Histoire vraie : qu'y a-t-il au coin de la rue ?
J'avais dix ans à peine que je connaissais déjà trois italiens, trois beaux garçons poussés sous le soleil magique de Lombardie, des "grands" comme disent les petits. Il était rare d'en rencontrer dans ce quartier chic du 17ème arrondissement de Paris qui s'étendait, restreint par les interdictions de ma mère, du boulevard de la Somme à la place Péreire, dont les immeubles bourgeois affichaient avec détachement un luxe feutré et cossu.
Tous les dimanche matin, mon père, mon frère et moi allions leur rendre immanquablement visite. Vers 10 h 30, et jamais avant ou après, mon père donnait le signal du départ en nous enjoignant d'enfiler nos manteaux tandis que ma mère s'affairait à effacer les dernières traces familiales d'une soirée de jeu de dada.
Ils tenaient une petite boutique de produits régionaux importés de leur pays natal pour le plus grand plaisir des habitants du quartier qui n'hésitaient pas, en mécréants gourmands, à sacrifier une partie de la matinée consacrée au seigneur pour y faire la queue, comme à confesse.
Dans les vitrines réfrigérées, au-dessus desquelles se désespéraient, pendus, une bonne centaine de saucissons dodus et odorants, se tassaient des pâtes fraîches aux noms farcis de i, de é et de a qui faisaient se cogner la langue contre les dents si on les prononçait avec l'accent.
Se soustrayant à cette bousculade gourmande, mon frère et moi nous échappions vers le fond du magasin pour aller coller notre nez et nos genoux contre un petit meuble congélateur de couleur bleue ; il portait une inscription en lettres rondes et blanches qui s'affichaient avec délectation : GELATI MOTTA, surmonté d'un couvercle transparent.
Nos yeux avides fouillaient son contenu avec adresse, à l'assaut de notre récompense dominicale préférée : une glace fondante et crémeuse, alanguie entre deux gaufrettes croustillantes, au parfum inégalé de "fleur de lait - chocolat" que Julio, c'était son nom, saisissait d'une main experte, comme un prestidigitateur sort un lapin de son chapeau, et nous tendait à chacun en guise de bon point.
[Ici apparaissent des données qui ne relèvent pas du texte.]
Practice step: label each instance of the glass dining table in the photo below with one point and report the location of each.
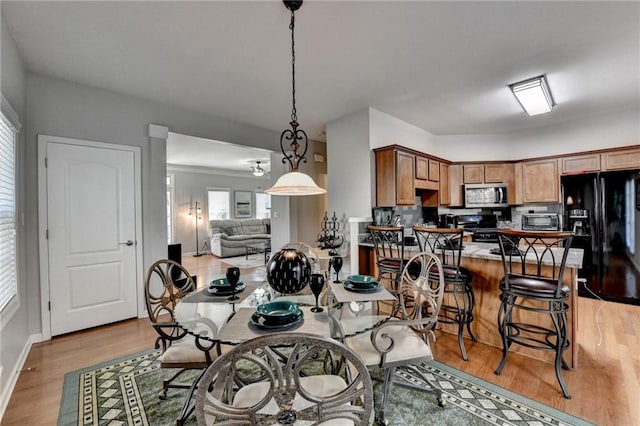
(216, 319)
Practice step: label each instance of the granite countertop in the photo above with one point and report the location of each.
(479, 250)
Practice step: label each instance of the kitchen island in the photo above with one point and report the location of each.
(487, 272)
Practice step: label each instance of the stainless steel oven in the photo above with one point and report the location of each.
(541, 222)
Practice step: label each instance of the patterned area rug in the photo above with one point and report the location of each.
(125, 392)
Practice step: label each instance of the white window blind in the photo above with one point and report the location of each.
(8, 278)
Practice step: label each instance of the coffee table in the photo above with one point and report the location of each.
(259, 248)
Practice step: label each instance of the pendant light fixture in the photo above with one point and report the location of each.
(294, 183)
(258, 170)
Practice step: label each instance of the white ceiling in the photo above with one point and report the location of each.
(187, 150)
(442, 66)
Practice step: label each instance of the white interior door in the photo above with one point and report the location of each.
(91, 224)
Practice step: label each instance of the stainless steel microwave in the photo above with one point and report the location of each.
(541, 222)
(485, 195)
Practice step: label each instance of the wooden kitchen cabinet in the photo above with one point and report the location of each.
(494, 173)
(473, 173)
(621, 160)
(541, 181)
(427, 169)
(422, 168)
(434, 170)
(580, 164)
(455, 185)
(509, 175)
(444, 192)
(395, 174)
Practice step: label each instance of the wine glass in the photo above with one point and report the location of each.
(336, 262)
(233, 276)
(316, 283)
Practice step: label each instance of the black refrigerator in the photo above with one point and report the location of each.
(600, 209)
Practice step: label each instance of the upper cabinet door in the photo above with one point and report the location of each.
(434, 171)
(493, 173)
(445, 191)
(541, 181)
(405, 186)
(581, 164)
(422, 168)
(473, 173)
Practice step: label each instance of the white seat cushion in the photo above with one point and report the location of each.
(408, 346)
(323, 386)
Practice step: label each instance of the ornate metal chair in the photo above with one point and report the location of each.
(180, 350)
(388, 244)
(534, 286)
(403, 343)
(457, 308)
(280, 379)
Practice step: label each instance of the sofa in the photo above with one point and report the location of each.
(229, 237)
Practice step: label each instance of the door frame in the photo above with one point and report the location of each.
(43, 141)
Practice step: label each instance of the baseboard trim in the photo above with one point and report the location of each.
(8, 390)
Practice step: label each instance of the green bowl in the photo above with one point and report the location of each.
(362, 281)
(278, 311)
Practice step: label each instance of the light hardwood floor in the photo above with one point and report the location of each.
(604, 388)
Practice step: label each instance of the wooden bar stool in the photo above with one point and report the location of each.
(457, 308)
(534, 286)
(388, 243)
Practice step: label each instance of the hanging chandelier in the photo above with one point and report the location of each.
(294, 139)
(258, 170)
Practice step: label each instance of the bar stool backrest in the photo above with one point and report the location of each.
(545, 253)
(446, 243)
(388, 242)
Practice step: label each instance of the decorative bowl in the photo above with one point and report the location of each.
(278, 311)
(363, 281)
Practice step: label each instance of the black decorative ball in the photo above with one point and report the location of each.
(288, 271)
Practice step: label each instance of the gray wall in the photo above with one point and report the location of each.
(14, 333)
(351, 166)
(60, 108)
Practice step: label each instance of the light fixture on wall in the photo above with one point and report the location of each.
(258, 170)
(294, 183)
(534, 95)
(198, 214)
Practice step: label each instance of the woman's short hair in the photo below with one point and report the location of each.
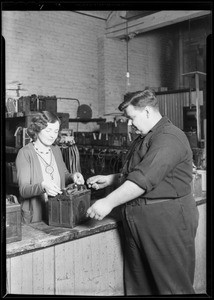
(40, 121)
(139, 99)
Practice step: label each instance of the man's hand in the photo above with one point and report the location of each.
(98, 181)
(99, 209)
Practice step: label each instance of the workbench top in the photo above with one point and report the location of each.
(39, 235)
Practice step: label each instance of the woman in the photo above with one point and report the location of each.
(41, 171)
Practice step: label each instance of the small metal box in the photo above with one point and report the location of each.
(13, 220)
(69, 209)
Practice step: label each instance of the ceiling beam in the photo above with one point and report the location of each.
(117, 28)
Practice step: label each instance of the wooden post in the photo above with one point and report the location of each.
(196, 75)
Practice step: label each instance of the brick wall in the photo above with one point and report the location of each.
(67, 54)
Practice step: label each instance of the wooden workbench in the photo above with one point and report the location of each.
(85, 260)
Et chaque dimanche matin, je rendais grâce à ce Monsieur Gelati Motta, un italien que je ne connaissais pas, de me permettre de savourer cette merveille à l'abri de la petite boutique du coin de la rue, tandis que mon père choisissait consciencieusement ses pâtes et que nous nous léchions les doigts dans la volupté renouvelée d'un dimanche parfumé de vanille italienne et de chocolat.